Journal of Medical Virology
Volume 72, Issue 4, pages 695–699, April 2004
How to Cite
Jartti, T., Lehtinen, P., Vuorinen, T., Koskenvuo, M. and Ruuskanen, O. (2004), Persistence of rhinovirus and enterovirus RNA after acute respiratory illness in children. J. Med. Virol., 72: 695–699. doi: 10.1002/jmv.20027
- Issue published online: 13 FEB 2004
- Article first published online: 13 FEB 2004
- Manuscript Accepted: 25 NOV 2003
- Academy of Finland
- asthma and wheezing
The persistence of rhinovirus and enterovirus RNAs was studied in the nasal secretions of children with acute expiratory wheezing (median age: 1.7 years). On admission, 84 samples from 161 (52%) children admitted to hospital were positive by reverse transcriptase-polymerase chain reaction (RT-PCR), which detects rhino- and enteroviruses simultaneously. Of the samples, 26 (16%) were positive for rhinovirus, 29 (18%) enterovirus and 29 (18%) nontypable rhino-enterovirus. After 2 weeks, 16 of these 84 (19%) samples were still positive. Rhinovirus RNA remained positive in 13 of 26 (50%) cases, whereas enterovirus RNA remained positive only in 1 of 29 (3%) cases (P = 0.0001).
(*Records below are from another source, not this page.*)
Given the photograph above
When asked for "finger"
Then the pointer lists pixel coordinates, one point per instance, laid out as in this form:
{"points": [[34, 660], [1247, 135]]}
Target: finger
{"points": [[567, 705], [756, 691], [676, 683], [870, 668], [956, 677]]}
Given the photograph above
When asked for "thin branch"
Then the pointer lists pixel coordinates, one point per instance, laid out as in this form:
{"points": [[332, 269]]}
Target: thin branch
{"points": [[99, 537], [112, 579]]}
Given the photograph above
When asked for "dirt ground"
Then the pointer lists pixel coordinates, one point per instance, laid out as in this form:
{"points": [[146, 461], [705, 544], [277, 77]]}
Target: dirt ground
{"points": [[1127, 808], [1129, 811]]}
Respiratory symptoms at 2 weeks or systemic glucocorticoid treatment during hospital stay were not related to the persistence of viral RNA. After 5 weeks, only one sample remained PCR-positive. Thirteen of the 79 (16%) asymptomatic control children were PCR-positive for respiratory picornavirus. Five of the 13 (38%) PCR-positive children developed respiratory symptoms in the following week. The study shows that after the onset of symptomatic respiratory infection enterovirus RNA may take 2–3 weeks and rhinovirus RNA 5–6 weeks to disappear from nasal mucus. J. Med. Virol. 72:695–699, 2004. © 2004 Wiley-Liss, Inc.